“Talking about slavery and race is awkward, and the museum stands a chance of becoming the rare place where this discomfort can be embraced.” – The New York Times (quoted in the Whitney Plantation brochure)
Whitney Plantation opened in 2014 as a museum with a focus on slavery. Its tagline is “The Story of Slavery.” It, indeed, makes the stories of the people enslaved there come to life in a way I’ve never encountered before. I remember visiting plantation museums in my youth, and all I can recall are boring accounts of the lives of the property owners.
I visited Whitney Plantation, about forty-five miles upriver from New Orleans, this past weekend. And had an experience more personally awkward and shameful, but ultimately more deeply moving, than the author of that NYT quote might have imagined.

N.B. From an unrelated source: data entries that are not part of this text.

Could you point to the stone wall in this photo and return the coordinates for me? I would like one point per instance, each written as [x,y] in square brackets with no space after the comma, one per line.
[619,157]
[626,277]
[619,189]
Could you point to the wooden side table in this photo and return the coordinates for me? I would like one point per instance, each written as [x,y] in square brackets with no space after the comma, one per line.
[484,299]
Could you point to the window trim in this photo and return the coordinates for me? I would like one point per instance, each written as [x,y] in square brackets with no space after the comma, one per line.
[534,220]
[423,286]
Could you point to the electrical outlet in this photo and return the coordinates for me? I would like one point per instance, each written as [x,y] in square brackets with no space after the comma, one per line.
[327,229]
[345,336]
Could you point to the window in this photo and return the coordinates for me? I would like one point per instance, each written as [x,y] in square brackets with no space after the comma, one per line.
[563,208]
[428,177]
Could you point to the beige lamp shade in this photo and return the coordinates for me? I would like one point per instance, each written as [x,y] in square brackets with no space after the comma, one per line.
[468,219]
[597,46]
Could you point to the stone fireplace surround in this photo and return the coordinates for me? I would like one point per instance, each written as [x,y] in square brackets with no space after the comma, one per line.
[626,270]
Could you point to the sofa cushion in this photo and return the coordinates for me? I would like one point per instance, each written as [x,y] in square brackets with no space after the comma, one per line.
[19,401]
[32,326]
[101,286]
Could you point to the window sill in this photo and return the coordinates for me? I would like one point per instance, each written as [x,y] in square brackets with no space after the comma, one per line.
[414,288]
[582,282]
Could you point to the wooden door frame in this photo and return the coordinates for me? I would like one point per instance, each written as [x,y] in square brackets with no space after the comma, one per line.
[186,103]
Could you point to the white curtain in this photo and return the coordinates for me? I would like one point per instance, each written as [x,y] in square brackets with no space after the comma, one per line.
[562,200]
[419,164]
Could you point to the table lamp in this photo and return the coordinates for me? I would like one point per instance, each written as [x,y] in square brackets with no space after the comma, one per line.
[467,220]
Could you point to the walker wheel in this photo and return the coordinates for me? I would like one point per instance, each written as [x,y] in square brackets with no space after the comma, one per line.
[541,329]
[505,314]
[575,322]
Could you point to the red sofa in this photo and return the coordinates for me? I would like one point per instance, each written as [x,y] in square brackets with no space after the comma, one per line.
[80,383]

But first, I must share the stories. The very first stop on the tour introduces you to “The Children of the Whitney”—statues created by artist Woodrow Nash. They are renderings of children depicted in narratives from former slaves. Those narratives were gathered back in the 1930s, when the Federal Writers Project (part of the WPA) collected thousands of first-person accounts of people who had been enslaved prior to the end of the Civil War. Since more than seventy years had passed, most of the people interviewed were children or teenagers at the time of their enslavement.
Your pass for the tour of Whitney Plantation bears a name and a portion of that person’s narrative. You’re encouraged to keep the pass as a remembrance. Also, our tour guide urged us to find the statue of the child pictured on our passes. I found Ceceil George standing by a wall.
All through the tour, our guide encouraged us to make a personal connection. At another stop, the “Field of Angels”—a memorial to the thousands of slave children who died before the age of three—she encouraged everyone to find a birth date meaningful to you. Whether its your own, your child’s, your grandchild’s. I found Arthemise, born to Celeste on my birthday in 1837, who died at just sixteen months of age.
Another thing I noticed—our tour guide rarely used the word “slaves” as a noun. She used the word “enslaved” a lot. A reminder that the people who lived and died in such horrific conditions were people first, not property. They were enslaved people, and it is such a reprehensible part of our history that we dare not forget.
Whitney Plantation was originally known as Habitation Haydel. Jean Jacques Haydel was the family member who transitioned the property into the highly profitable sugar cane plantation it became in the early 1800s. I’ve known for most of my life that my French ancestors settled around and near Whitney Plantation, but I had always assumed it was after the Civil War. I’d never known of a connection to the Haydels, which is still a common name in New Orleans, until now.
It turns out I am a direct descendant of Jean Jacques Haydel. About seven generations and more than 200 years removed, but a direct line nonetheless. According to Whitney Plantation’s website, my great-great-great grandfather married Jean Jacques Haydel’s granddaughter. They moved from Louisiana to France in the 1820s, but returned in the 1830s.
There is a sign you see when you leave Whitney Plantation. It reads “Freedom, Education, Family. Pass it on.” Learning of my ancestors’ part in the business of Habitation Haydel makes that last sentence more than a suggestion to me. It’s an imperative. It’s imperative that I share the stories of Ceceil George, and Arthemise, and all the other countless souls who suffered the shackles of slavery. If you live in southern Louisiana, please find the time to visit Whitney Plantation. I arrived there from my house in less than an hour. And if you don’t live here, but plan to visit New Orleans any time soon, please make Whitney Plantation a high priority in your itinerary.